Не выспавшийся и хмурый после вчерашнего повторного пьянства Гена вышел из СВ, огляделся, ища встречающих, но не обнаружил на опустевшей платформе никого, кроме молодого человека с битловской прической и усами подковой, как у Ринго Старра. Посланец райкома так выглядеть не мог, не имел права, но это был как раз он — в джинсах и штормовке. Прислонившись к витой чугунной колонне, «битл» читал «Мымру», номер недельной давности.
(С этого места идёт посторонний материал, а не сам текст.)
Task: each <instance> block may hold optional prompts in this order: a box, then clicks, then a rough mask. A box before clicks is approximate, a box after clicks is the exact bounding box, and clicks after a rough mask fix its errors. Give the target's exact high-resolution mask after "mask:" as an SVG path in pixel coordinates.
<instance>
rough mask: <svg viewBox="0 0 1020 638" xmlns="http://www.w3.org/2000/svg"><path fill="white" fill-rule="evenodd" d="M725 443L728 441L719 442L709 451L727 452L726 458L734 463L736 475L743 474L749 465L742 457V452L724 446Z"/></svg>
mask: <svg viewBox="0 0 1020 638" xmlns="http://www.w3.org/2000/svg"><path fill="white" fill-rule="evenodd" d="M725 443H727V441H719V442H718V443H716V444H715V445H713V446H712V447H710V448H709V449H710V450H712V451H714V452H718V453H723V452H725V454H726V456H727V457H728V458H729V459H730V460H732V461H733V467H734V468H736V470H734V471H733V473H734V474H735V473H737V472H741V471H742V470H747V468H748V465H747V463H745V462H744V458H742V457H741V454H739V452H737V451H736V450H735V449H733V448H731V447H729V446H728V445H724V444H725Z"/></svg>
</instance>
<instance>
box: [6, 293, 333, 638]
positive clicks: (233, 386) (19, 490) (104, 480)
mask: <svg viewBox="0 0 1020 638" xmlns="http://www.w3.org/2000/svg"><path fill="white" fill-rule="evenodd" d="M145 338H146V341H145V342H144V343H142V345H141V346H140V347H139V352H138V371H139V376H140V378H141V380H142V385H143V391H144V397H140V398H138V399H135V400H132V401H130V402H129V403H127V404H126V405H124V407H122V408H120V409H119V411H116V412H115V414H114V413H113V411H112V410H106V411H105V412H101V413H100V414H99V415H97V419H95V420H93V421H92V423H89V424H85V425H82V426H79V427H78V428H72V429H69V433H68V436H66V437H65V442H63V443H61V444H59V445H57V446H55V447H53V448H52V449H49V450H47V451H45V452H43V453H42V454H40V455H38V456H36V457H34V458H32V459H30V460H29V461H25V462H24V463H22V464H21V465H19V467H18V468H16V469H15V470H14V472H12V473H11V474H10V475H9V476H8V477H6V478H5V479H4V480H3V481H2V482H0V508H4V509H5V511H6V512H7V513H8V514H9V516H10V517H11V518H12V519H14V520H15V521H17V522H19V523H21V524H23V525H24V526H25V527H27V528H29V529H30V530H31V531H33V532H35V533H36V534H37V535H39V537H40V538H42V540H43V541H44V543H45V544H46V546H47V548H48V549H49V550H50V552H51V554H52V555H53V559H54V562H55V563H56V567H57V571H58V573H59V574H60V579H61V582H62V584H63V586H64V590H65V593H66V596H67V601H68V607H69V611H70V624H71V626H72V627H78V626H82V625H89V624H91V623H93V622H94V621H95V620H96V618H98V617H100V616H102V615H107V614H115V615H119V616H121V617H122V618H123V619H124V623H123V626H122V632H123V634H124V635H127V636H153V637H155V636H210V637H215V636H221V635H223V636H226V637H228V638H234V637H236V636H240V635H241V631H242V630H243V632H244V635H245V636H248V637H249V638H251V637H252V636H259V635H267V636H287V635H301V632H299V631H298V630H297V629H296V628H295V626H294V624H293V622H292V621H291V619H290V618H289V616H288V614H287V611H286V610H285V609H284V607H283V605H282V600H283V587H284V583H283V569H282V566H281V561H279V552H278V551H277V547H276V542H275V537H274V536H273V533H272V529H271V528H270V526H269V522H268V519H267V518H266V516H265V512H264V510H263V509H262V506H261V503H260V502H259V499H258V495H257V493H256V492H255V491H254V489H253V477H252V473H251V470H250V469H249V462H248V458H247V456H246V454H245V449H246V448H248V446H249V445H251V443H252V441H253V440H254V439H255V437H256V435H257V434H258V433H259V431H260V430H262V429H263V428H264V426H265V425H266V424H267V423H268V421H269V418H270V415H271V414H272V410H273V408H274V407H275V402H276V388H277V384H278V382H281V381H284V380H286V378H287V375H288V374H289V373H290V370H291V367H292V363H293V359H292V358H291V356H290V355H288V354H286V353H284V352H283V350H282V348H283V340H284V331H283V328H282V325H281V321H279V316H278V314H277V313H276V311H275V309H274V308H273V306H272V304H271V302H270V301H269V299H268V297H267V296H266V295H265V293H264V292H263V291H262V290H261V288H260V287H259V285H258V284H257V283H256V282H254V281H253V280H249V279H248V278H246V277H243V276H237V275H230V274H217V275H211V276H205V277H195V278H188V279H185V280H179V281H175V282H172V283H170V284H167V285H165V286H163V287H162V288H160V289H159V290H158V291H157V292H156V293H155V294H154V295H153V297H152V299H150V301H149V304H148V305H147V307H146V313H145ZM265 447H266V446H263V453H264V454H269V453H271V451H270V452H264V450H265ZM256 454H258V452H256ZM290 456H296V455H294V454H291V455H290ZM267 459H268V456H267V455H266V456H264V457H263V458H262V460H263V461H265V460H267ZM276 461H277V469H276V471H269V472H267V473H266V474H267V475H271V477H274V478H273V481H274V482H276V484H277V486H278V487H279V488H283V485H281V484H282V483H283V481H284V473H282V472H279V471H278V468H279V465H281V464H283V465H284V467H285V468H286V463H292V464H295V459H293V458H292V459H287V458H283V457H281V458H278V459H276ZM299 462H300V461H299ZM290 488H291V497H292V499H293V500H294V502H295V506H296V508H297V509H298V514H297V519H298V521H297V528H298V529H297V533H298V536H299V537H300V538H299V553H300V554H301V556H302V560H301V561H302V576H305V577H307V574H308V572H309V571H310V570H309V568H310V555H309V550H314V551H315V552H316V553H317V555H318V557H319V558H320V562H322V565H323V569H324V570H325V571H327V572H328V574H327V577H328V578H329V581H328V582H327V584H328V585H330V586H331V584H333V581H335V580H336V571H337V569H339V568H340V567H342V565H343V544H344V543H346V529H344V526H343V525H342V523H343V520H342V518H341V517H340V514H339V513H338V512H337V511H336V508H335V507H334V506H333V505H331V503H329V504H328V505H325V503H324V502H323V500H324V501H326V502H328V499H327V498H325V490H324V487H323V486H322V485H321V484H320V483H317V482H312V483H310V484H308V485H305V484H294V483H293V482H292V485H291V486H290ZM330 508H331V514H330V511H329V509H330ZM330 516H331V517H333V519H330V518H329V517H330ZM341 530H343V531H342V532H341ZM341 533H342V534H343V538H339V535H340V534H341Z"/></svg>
«Интересные в провинции партократы!» — подумал Гена.
Будучи исправным членом КПСС, Скорятин давно уже с раздражением относился к «руководящей и направляющей силе общества», так квартиросъемщик злобится на жилконтору, где все пошло вразнос: то канализация фонтанирует, то крыша течет, то кончается тепло в батареях… Отец — другое дело, тот до последнего верил партии, как жене. В девятом классе Гена по совету дяди Юры стал слушать на ночь «Голос Америки», гундевший сквозь треск глушилок убедительные гадости про СССР. Павел Трофимович выявил крамолу и выпорол сына, приговаривая: «Слушай, что положено, засранец!» В армии на политзанятиях капитан-пропагандист, зевая, бубнил им статьи из «Агитатора армии и флота». Слова тянулись, как бесконечный караван верблюдов, покрытых кумачовыми попонами, но смысл прочитанного был одинаково непонятен и рядовому Торнырдаеву, почти не знавшему по-русски, и самому капитану — выпускнику высшего военно-политического училища. На журфаке скепсис к «уму, чести и совести нашей эпохи» только окреп: даже преподаватели показательно читали «Известия», парламентский орган, а не «Правду», рупор однопартийного маразма, хотя обе газеты были похожи, словно башни Кремля. Попав в семью Ласских, Гена не только укрепился в презрении к совку, но и усвоил улыбчивое снисхождение к этой стране, сразу выдающее в человеке врожденную интеллигентность. К 1988-му неприязнь к советской власти расползлась, точно эпидемия осеннего гриппа. Люди заражались друг от друга в метро, в кино, на собрании, в гостях. Все, будто зачарованные, повторяли: «так жить нельзя». И чем лучше человек жил, тем невыносимее страдал.
Скорятин по разнарядке Союза журналистов купил свою первую машину — кофейную «шестерку», и прежнее недовольство «Верхней Вольтой с ракетами» сменилось вялым бешенством. А как иначе? Чтобы залить бак бензина, приходилось стоять в очереди. Новый аккумулятор взамен осыпавшегося мог достать только тесть. Чтобы загнать машину на «яму», даже по знакомству, нужно было в техцентре лебезить перед механиками, величавыми, как потомственные аристократы. А возле накануне поставленного дорожного знака тебя алчно ждал красномордый гаишник с никелированной штучкой, которой делают просечки в правах. Хотелось плюнуть и взять штурмом какой-нибудь райком.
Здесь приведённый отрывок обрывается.